Daher weiß ich, dass man nicht einfach das Gegenteil von dem sagt, was man vorher meinte. Dazu passt mein Hausphilosoph Georg Christoph Lichtenberg, der meine Generalkritik an „Aussteigern“ jedweder Art schon vor rund 250 Jahren exakt formulierte: „Grade das Gegenteil tun ist auch eine Nachahmung, und die Definitionen der Nachahmung müßten von Rechts wegen beides unter sich begreifen.“

Es braucht auch nicht immer eine Art Damaskus-Erlebnis zum Guten oder Bösen. Manchmal ist es einfach, wenn man etwa die „Schwarze Front“ mit den Nationalbolschewisten vergleicht – die Unterschiede sind so „groß“ wie die zwischen der KPD/ML und der KPD/ML-Neue Einheit. Wenn man bedenkt, dass die übergroße Mehrheit der Menschen sich ohnehin den Ideen der jeweiligen peer group opportunistisch anpasst und selbst die merkwürdigsten Wirrungen der Meinungsführer goutiert mitmacht, ahnt man, dass „Weltanschauung“ etwas sehr Labiles sein kann.

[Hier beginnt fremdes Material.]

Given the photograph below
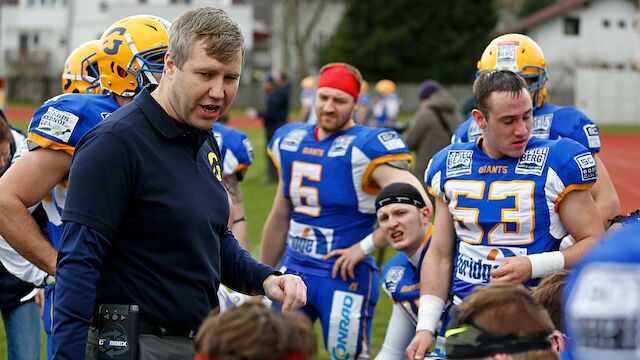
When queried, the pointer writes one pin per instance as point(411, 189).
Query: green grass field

Ich habe zwei Thesen – ich nenne die erste das „Papagei-Syndrom„, am besten dargestellt vom – nach eigenen Worten „Gesichtsvermieter“ – Harald Juhnke im Film. Jemand, der etwas gut verkaufen kann, wird von einer rechten Politsekte angeheuert und verschafft denen Publicity, ohne dass der „Verkäufer“ selbst an den Unsinn glaubt, den er predigt. Dann aber gefällt ihm der Beifall des Publikums und er beginnt, wie schon Karl May, sich selbst in der Rolle wohlzufühlen, in sie hineinzuwachsen – ähnlich wie Kagemusha.

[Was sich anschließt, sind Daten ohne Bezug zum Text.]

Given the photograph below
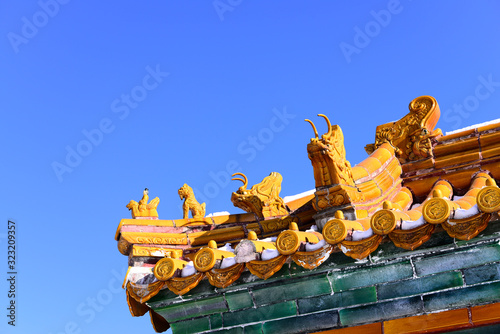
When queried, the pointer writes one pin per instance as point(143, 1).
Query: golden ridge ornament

Die zweite These bezieht sich auf die hier schon erwähnte kompensatorische Gratifikation: Wer den sozialen Aufstieg plant, durch Ausbildung und das dazu passende internalisierte Verhalten, aber durch die starre Hierarchie einer Gesellschaft daran gehindert wird, also scheitert, wird versuchen, diesen „Aufstieg“ dennoch zu erreichen, indem er sich einer Gruppe anschließt, die vielleicht sozial geächtet ist (ob eine religiöse oder eine politische Sekte macht keinen Unterschied), aber innerhalb der Gruppe oder des Kleinst-Milieus einen „Aufstieg“ ermöglicht oder zumindest verspricht.

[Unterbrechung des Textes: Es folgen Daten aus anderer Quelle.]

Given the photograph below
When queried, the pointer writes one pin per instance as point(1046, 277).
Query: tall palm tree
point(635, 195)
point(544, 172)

Wer eine aus Beton gemeißelte Ideologie vertritt, ist immer versucht, das „Publikum“ zu vergrößern, wenn ihm nach eigener Meinung nicht genug Respekt gezollt wird, dergestalt, dass man den Zuhörern zumindest partiell nach dem Mund redet – und dann immer öfter, bis man endlich bei etwas angelangt ist, was man ursprünglich abgelehnt hätte – aber der Beifall ist einem dann wichtiger – oder das Geld. Wie Franz Josef Strauss gesagt haben soll: „Mit Hilfstruppen darf man nicht zimperlich sein.“

Das Phänomen kennen professionelle Redner (zu denen ich mich, ohne falsche Bescheidenheit, zähle): Man schaut unwillkürlich zu denen, die einen selbst mit Augenkontakt zu bestätigen scheinen, und muss sich zwingen, auch die anderen anzusehen, die vielleicht eher kritisch gesinnt sind und das durch die Körperhaltung demonstrieren.

Aber alles erklärt das nicht. Vielleicht haben solche Leute einfach nur einen Knall und konnten das vorher irgendwie kaschieren.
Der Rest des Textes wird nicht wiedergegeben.